Last week, Google announced the latest update to its algorithm on its Webmaster Central Blog, saying that this latest change looks at the layout of a web page, and takes note of the amount of content that is visible “above the fold.”
According to the post by Matt Cutts, users have reported being unhappy if they click on a link, and find it difficult to find the actual content. That’s perfectly understandable. And easy to find content should be a positive signal without a doubt.
Less Ads, More Content
According to the post, this is intended to target sites that over-populate ads, at the expense of the user experience when looking for specific information. And again, that’s perfectly reasonable. When the Panda update launched, Google was already saying that too many ads would be a negative signal.
They didn’t say how much advertising was too much of course, but we’re all in favour of content being more important than ads.
Questions About The New Update
We are wondering though, what will happen with pages where it’s not ads that are pushing content below the fold?

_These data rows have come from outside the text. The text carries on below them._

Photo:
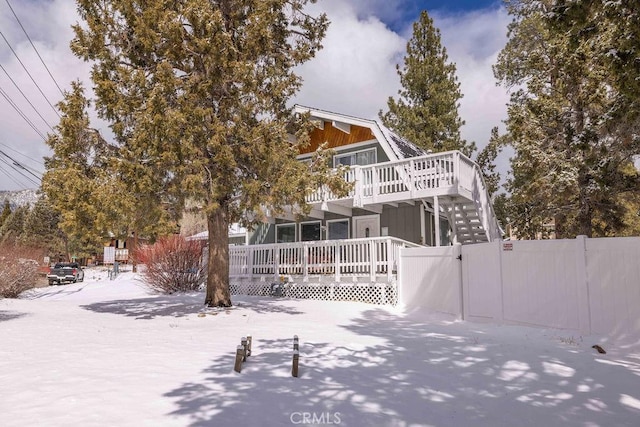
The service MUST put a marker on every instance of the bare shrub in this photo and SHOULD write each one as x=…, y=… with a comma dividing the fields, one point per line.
x=172, y=264
x=18, y=270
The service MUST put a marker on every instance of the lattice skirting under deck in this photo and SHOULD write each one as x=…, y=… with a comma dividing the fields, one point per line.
x=372, y=293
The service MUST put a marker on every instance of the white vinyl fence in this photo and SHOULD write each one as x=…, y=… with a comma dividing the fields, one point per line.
x=587, y=285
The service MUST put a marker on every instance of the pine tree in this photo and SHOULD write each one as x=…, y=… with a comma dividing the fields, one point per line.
x=486, y=161
x=41, y=228
x=426, y=111
x=196, y=91
x=573, y=142
x=13, y=227
x=87, y=183
x=6, y=211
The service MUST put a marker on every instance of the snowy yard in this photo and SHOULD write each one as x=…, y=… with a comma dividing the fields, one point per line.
x=109, y=353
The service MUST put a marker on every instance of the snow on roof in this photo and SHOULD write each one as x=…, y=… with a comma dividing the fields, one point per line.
x=234, y=230
x=401, y=148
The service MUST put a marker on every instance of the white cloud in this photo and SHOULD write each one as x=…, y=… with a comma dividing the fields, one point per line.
x=354, y=73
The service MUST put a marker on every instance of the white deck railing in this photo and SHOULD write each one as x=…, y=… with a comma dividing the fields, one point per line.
x=429, y=175
x=354, y=257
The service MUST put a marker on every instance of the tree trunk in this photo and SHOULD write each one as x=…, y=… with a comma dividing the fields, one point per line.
x=218, y=294
x=133, y=252
x=585, y=215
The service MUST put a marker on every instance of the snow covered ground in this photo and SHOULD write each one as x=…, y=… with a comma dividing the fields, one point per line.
x=110, y=353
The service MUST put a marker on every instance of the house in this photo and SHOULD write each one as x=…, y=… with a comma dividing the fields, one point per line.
x=398, y=189
x=402, y=196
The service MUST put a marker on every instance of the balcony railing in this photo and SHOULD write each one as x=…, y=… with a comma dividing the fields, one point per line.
x=429, y=175
x=369, y=257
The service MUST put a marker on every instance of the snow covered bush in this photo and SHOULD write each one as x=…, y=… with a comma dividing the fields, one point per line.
x=172, y=264
x=18, y=271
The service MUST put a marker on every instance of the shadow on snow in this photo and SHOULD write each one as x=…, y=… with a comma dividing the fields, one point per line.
x=424, y=374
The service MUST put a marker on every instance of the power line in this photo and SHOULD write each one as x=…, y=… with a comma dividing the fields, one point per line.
x=15, y=107
x=23, y=155
x=17, y=164
x=17, y=168
x=34, y=48
x=28, y=73
x=19, y=184
x=27, y=99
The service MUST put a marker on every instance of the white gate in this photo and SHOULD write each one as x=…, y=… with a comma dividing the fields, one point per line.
x=430, y=279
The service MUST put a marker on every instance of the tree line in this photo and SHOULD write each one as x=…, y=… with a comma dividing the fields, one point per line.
x=196, y=93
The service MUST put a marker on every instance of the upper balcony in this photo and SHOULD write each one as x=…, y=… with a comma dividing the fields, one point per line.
x=450, y=181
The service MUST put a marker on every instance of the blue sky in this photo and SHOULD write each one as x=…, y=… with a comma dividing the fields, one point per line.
x=354, y=73
x=401, y=14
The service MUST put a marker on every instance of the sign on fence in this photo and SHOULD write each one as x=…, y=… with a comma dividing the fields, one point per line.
x=109, y=255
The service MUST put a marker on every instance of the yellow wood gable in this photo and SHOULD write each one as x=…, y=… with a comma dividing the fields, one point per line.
x=337, y=136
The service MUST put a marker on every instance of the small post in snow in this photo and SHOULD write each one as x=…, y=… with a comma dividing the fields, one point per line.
x=238, y=365
x=294, y=368
x=243, y=343
x=296, y=357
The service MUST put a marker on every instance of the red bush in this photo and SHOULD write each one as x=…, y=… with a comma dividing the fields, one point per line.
x=18, y=270
x=172, y=264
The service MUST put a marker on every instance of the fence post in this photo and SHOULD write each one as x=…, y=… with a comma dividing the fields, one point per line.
x=336, y=260
x=305, y=261
x=372, y=259
x=582, y=284
x=276, y=264
x=249, y=252
x=390, y=259
x=238, y=365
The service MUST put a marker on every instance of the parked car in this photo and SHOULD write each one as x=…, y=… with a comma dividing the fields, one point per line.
x=65, y=272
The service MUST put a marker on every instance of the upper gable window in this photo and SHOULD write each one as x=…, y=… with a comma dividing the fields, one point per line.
x=361, y=158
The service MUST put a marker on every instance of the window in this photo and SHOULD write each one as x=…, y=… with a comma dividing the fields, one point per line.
x=338, y=229
x=285, y=233
x=365, y=157
x=309, y=231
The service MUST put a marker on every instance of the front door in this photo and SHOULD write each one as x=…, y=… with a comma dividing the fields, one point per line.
x=367, y=226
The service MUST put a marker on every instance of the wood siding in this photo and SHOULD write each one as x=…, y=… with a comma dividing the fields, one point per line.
x=337, y=138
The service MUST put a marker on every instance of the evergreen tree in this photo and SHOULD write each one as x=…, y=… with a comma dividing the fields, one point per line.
x=41, y=228
x=486, y=161
x=6, y=211
x=13, y=227
x=573, y=142
x=196, y=92
x=86, y=182
x=426, y=111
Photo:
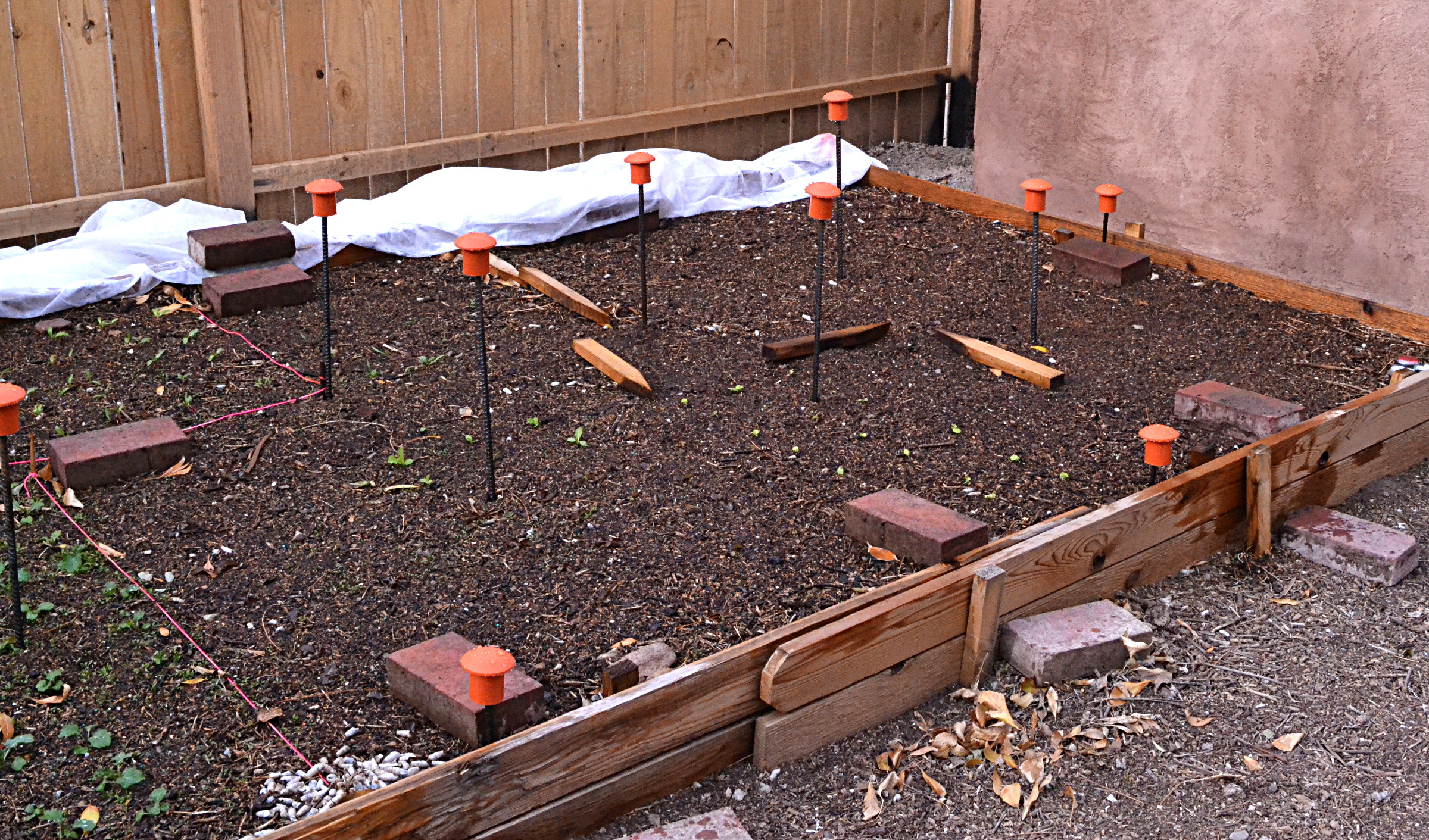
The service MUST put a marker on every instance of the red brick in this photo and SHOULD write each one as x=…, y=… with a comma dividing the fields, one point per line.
x=912, y=527
x=720, y=825
x=1341, y=542
x=235, y=295
x=116, y=453
x=1071, y=644
x=1238, y=413
x=239, y=245
x=1101, y=262
x=429, y=677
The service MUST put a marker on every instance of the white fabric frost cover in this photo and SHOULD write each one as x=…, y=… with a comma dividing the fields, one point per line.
x=125, y=245
x=136, y=245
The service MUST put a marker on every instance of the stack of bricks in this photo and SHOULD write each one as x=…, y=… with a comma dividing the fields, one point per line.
x=254, y=267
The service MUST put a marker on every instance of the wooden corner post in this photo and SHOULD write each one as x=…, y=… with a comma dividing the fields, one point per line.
x=982, y=623
x=223, y=103
x=1258, y=501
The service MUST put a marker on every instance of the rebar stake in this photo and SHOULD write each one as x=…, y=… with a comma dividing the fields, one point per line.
x=838, y=115
x=1035, y=201
x=1106, y=203
x=325, y=203
x=11, y=398
x=641, y=176
x=822, y=196
x=476, y=262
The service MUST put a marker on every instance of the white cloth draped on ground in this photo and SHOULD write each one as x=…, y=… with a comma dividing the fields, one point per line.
x=135, y=245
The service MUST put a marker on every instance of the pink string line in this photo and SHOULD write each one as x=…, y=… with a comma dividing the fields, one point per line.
x=256, y=348
x=252, y=410
x=172, y=620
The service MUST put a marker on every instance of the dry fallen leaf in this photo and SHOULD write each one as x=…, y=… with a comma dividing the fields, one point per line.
x=1197, y=722
x=65, y=695
x=994, y=705
x=1008, y=794
x=932, y=783
x=872, y=806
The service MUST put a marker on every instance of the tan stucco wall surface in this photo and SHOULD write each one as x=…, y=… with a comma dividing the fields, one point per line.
x=1288, y=136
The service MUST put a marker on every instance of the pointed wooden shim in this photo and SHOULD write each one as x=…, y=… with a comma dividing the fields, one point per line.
x=619, y=370
x=563, y=295
x=1258, y=501
x=1004, y=360
x=845, y=338
x=784, y=738
x=984, y=608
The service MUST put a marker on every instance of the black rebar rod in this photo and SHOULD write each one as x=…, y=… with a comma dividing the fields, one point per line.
x=1037, y=272
x=15, y=553
x=486, y=389
x=838, y=205
x=327, y=319
x=818, y=309
x=645, y=302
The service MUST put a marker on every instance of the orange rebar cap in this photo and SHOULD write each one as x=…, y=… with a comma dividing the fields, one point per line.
x=1035, y=198
x=325, y=196
x=639, y=166
x=476, y=253
x=1106, y=198
x=1158, y=444
x=820, y=201
x=11, y=398
x=838, y=105
x=488, y=667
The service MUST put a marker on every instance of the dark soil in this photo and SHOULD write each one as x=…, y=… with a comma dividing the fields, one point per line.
x=1262, y=649
x=704, y=516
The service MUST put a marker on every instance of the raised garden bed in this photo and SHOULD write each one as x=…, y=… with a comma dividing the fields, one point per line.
x=673, y=522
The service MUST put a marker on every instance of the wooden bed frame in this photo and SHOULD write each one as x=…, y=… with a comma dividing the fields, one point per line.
x=784, y=695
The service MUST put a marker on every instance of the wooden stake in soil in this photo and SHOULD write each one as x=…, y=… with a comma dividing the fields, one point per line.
x=476, y=262
x=982, y=623
x=820, y=209
x=11, y=398
x=1258, y=501
x=641, y=176
x=1035, y=201
x=325, y=203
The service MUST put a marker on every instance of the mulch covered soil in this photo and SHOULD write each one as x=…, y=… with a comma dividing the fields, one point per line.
x=704, y=516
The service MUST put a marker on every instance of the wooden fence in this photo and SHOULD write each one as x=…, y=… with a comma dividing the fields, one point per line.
x=239, y=102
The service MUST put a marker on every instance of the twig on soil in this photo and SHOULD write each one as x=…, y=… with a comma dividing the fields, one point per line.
x=258, y=451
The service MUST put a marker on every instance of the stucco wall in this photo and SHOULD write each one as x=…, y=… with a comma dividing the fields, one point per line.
x=1288, y=136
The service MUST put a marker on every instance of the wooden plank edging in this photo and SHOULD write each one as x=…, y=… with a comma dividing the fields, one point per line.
x=1259, y=283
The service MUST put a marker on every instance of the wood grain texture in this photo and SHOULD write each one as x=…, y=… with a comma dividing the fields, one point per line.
x=844, y=652
x=984, y=610
x=785, y=738
x=1004, y=360
x=1258, y=501
x=223, y=103
x=804, y=345
x=563, y=295
x=1259, y=283
x=551, y=760
x=619, y=370
x=601, y=803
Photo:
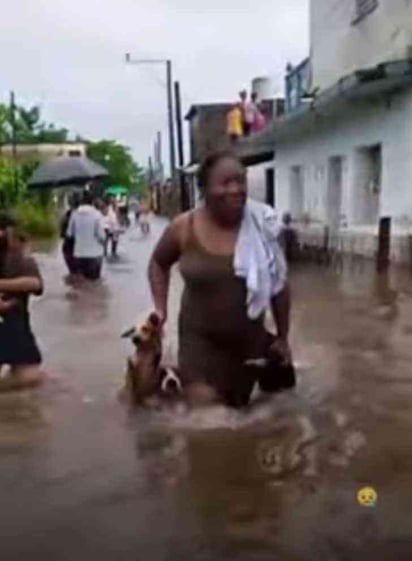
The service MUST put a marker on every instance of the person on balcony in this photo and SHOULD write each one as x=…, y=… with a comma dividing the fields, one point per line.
x=234, y=123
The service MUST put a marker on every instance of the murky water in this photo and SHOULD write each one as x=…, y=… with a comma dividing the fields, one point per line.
x=81, y=478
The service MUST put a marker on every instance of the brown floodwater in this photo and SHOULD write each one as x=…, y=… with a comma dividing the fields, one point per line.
x=81, y=478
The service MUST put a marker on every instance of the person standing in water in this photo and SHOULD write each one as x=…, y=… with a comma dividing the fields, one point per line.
x=19, y=279
x=68, y=242
x=221, y=322
x=86, y=228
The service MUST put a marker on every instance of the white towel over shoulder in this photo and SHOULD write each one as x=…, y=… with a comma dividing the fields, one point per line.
x=258, y=257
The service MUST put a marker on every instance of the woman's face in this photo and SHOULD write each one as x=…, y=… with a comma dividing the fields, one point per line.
x=226, y=192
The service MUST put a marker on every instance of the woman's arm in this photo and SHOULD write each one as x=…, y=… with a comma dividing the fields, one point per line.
x=166, y=253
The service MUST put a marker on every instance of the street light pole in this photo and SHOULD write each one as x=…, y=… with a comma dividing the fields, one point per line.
x=168, y=64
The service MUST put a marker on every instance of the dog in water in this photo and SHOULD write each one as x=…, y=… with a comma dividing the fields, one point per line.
x=145, y=376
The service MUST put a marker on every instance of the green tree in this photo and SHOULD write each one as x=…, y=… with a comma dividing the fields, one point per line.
x=118, y=160
x=12, y=185
x=28, y=126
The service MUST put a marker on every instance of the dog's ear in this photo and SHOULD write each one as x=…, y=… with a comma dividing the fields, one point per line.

What about where the design is visually rich above the fold, and the content appears a bit lower down? Will the algorithm know it’s not ads above that content?
And of course, another question that has to be asked is whose fold? One of the 14% of people who still use 1024×768 according to W3? My 22″ 1280×1024? That guy over there with his 42″ 1600×900? What standard is Google using to decide what’s above the fold and what’s not?
Well, we don’t know yet. Google says this change will affect less than 1% of global searches daily. So out of every 100 searches, the ranking might be reordered once. A small change? Perhaps. But still just one of the more than 500 changes Google will be making to their algorithm this year.